The first line of each test case contains one even integer $ n $ ( $ 4 \leq n \leq 10^5 $ , $ n $ is even) — the length of the permutation $ p $ .
The second line of each test case contains the $ n $ integers $ p_1, p_2, \ldots, p_n $ ( $ 1 \leq p_i \leq n $ ). It is guaranteed that $ p $ is a permutation of length $ n $ .

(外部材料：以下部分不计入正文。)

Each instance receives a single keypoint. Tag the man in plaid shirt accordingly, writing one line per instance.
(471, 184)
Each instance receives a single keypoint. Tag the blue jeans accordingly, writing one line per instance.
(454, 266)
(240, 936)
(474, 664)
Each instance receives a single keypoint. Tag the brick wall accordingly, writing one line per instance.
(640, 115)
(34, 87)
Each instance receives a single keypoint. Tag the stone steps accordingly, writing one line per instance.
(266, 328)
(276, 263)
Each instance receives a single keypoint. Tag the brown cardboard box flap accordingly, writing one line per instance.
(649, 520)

It is guaranteed that the sum of $ n $ across all test cases doesn’t exceed $ 10^5 $ .
输出格式
For each test case, output one line containing any permutation of length $ n $ (the array $ q $ ), such that $ q $ maximizes the score under the given constraints.
样例 #1
样例输入 #1
4
4
1 2 3 4
4
4 3 1 2
6
6 5 1 4 2 3
8
1 2 4 5 7 6 8 3
样例输出 #1
2 4 1 3
3 1 4 2
2 5 1 4 3 6
5 4 8 2 7 1 6 3
提示
In the first example, $ a = [3, 6, 4, 7] $ . The array has just one local maximum (on the second position), so the score of the chosen permutation $ q $ is $ 1 $ . It can be proven that this score is optimal under the constraints.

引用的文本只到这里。